Wednesday, February 17, 2010



Italy: Government seeks control over online videos

Italian authorities do seem to be paranoid about the net. There are already some very strict regulations in place about other aspects. Fortunately in this instance, Italy is a nation of scofflaws and law enforcement is lackadaisical. This law in unlikely to be enforced except where somebody does something really egregious.
"Italy's government is drafting a decree that would give it control over online video content... Italy's right-wing government is going far beyond its European partners with the decree that would require Web sites with video content to request authorization and would mandate the vetting of copyrighted videos before they're uploaded. Such measures are unprecedented in the West.

The regulations are also seen as a challenge to Google's YouTube and other online video-sharing Web sites. Google's European public policy counsel, Marco Pancini, told the daily La Stampa last month that "it amounts to destroying the entire Internet system." Since then, Pancini has met with Romani to press for changes. "We want to be sure that in the final text," Pancini says, "these rules are not applicable to a broadcaster using YouTube only to show archive videos or short extracts from a TV show, because in this case this would make it almost impossible to provide YouTube services in Italy."

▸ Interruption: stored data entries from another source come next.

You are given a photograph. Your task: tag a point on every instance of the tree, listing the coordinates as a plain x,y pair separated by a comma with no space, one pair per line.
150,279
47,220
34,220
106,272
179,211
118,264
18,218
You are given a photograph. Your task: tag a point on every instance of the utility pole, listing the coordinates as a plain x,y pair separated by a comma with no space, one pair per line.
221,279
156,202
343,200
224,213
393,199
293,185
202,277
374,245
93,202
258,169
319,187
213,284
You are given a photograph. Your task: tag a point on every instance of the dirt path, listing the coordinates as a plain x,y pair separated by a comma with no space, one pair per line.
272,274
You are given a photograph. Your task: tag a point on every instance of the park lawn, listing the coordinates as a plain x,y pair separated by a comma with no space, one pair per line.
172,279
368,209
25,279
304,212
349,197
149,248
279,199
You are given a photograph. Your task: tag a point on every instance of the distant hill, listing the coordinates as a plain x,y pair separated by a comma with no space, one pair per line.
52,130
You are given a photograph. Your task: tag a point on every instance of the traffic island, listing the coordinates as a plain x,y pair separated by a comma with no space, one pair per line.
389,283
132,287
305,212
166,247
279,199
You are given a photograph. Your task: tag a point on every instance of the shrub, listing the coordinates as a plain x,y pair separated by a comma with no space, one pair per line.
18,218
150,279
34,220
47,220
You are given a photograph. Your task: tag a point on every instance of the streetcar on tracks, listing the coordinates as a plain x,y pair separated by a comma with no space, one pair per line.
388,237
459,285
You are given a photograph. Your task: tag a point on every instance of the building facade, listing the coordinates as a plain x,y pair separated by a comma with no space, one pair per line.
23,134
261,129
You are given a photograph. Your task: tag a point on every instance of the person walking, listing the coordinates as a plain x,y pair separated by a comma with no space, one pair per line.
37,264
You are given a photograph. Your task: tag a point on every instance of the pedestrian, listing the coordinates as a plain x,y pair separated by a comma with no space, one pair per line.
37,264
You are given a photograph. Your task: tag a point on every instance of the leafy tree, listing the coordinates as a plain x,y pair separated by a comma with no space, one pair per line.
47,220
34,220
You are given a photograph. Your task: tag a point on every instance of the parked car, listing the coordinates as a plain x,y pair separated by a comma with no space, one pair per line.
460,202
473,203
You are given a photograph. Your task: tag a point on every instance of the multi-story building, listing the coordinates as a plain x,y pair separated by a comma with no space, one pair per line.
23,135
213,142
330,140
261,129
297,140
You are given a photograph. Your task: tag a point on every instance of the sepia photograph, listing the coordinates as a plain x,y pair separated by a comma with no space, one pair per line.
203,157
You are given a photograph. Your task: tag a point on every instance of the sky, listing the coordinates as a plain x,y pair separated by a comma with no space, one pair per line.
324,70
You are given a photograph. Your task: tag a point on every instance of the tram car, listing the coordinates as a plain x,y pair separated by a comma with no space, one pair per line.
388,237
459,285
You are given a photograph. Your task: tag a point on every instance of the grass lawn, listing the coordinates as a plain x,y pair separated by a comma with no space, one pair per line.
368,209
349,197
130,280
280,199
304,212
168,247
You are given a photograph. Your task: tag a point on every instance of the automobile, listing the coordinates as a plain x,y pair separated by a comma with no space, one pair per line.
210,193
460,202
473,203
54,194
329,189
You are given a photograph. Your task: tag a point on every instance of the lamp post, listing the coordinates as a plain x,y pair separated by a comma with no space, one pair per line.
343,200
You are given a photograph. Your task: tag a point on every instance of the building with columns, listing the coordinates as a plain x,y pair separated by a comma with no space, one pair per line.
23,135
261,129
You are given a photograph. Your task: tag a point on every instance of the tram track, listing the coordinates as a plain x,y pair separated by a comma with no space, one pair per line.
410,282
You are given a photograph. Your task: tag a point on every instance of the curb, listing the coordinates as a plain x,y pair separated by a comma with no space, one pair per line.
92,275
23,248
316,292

The decree mandates vetting of video content to ensure it isn't considered pornographic or harmful to national security. Violators face fines of up to more than $200,000. It would create an administrative authority that will decide what can go online and what can't.

Alessandro Gilioli, a journalist and blogger for the magazine L'Espresso, says the decree will lead to censorship by means of red tape. "The way Italian government strangles the Web is through bureaucracy, not like in China — through bureaucracy, permissions, bureaucratic obstructions."

Source

The story above is from NPR so it blames Italy's conservative government but suspicion of the net seems to be widespread among Italian authorities. As ever, Italians go their own way. Italians are not big users of the net and the older generation who are in power probably fear what they don't understand.

6 comments:

Anonymous said...

This is just an extension of EU wide regulation being planned which would require censorship of ALL written content posted on the net (including comments on blogs and forums).

Anonymous said...

Italians have not yet lost their fascist and bureaucratic mindset.

The Finn said...

I'm surprised a law like this hasn't already been passed everywhere. It is logical. If I was to set up a TV-station similar to youtube, I doubt it would be operational for long. Yet when it's done online they only need to remove content when someone actually complains to them. Everyone knows that youtube is filled with copyrighted material from background mp3's to footage from NFL games. Personally I don't care but like I said, it is logical.

Anonymous said...

I don't see this becoming a problem in Italy, since most Italians simply ignore laws that are clearly wrong or that they don't like. The real problem here is, if this gets the attention of other nations, all of whom are "actively" looking for ways to, not only control web content, but tax it!

Anonymous said...

The Finn: this isn't about preventing breach of intellectual property laws. It's about preventing anything critical of established authorities from being published at all.
Newspapers and TV stations are controlled through business licenses, unionisation of workers, etc. etc..
The internet isn't, so needs actual censorship instead.

Anonymous said...

Please realize that today is February 21, 2010.